UPDATED 04/23/12 6:43 a.m.

CHICAGO (CBS) -- Friends, Chicagoans, countrymen lend me your ears, for all thou must speak Shakespearean this fine Monday.

Emperor Rahm Emanuel has decreed "Talk Like Shakespeare Day" on Monday--the Bard's 448th birthday. And he doth beseech ye to participate.

"All citizens are encouraged to express themselves through the incorporation of Shakespearean language and dialect," according to the official proclamation signed by the mayor.

If thou knoweth not how to speak the Bard's tongue, thou needn't quake with fear. The Chicago Shakespeare Theater hath a guide to help thee, and 'tis actually quite easy.

Instead of "you," say "thou" for the first person and "thee" for the third. Instead of "you guys" or "y'all," say "ye."

Rhymed couplets are all the rage. If thou speakest in iambic pentameter, thou hast the right idea.

The guide also suggeseth adding the letters "eth" to the end of verbs, but here we heartily beseech ye to be careful. "Eth" is a third-person verb ending, while "est" is a second-person ending. While today we would conjugate a verb thusly: "I love; you love; he loves," in Shakespeare's time, it would have been, "I love, thou lovest, he loveth."

The guide also suggeseth adding weight to thy opinions by starting them with words such as "methinks," "mayhaps," "in sooth," or "wherefore." But once again, we heartily beseech ye to use these words properly.

"Wherefore" is not a fancy way of saying "where." When Juliet said, "Wherefore art thou, Romeo?" Romeo was not hiding anywhere. She was asking "why," as in, why did he have to be a member of the Montague family – the enemy of her Capulet family – a fact that made their love forbidden.

And verily, the Bard's classics would not be complete without a bevy of glorious insults. The guide suggeseth calling thy tormenters "jackanapes" or "canker blossoms," or "poisonous bunch-back'd toads."

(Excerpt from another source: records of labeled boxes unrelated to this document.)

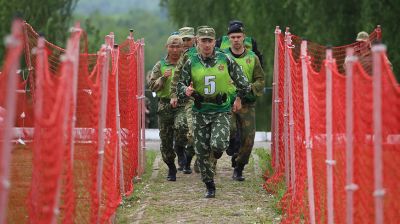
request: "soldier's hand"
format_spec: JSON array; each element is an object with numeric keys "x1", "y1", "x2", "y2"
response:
[
  {"x1": 164, "y1": 69, "x2": 172, "y2": 78},
  {"x1": 232, "y1": 97, "x2": 242, "y2": 112},
  {"x1": 186, "y1": 82, "x2": 194, "y2": 96},
  {"x1": 169, "y1": 97, "x2": 178, "y2": 108}
]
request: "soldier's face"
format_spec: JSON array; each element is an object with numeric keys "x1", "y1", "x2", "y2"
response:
[
  {"x1": 197, "y1": 38, "x2": 215, "y2": 57},
  {"x1": 229, "y1": 33, "x2": 244, "y2": 50},
  {"x1": 167, "y1": 44, "x2": 183, "y2": 60},
  {"x1": 182, "y1": 37, "x2": 194, "y2": 50}
]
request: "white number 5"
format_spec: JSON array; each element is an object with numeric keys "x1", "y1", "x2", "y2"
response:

But thou needn't limit thyself to choices so few. Why not try the Shakespearean Insult Generator, which will punch up such epithets as, "goatish hedge-born whey-face" and "forward motley-minded apple-john?"

William Shakespeare lived from 1564 to 1616. He authored 38 plays and 154 sonnets, although his simple upbringing in Stratford-upon-Avon has led a large community of scholars question whether the works were actually written by another source – most popularly believed to be Edward de Vere, the 17th Earl of Oxford. The authorship question was recently dramatized in the 2011 movie "Anonymous."

In honor of the Bard's birthday, Navy Pier is offering free Ferris wheel rides from 10 a.m. to noon, and a Bard-inspired menu will be available at Harry Caray's Tavern on Navy Pier from noon to 2 p.m.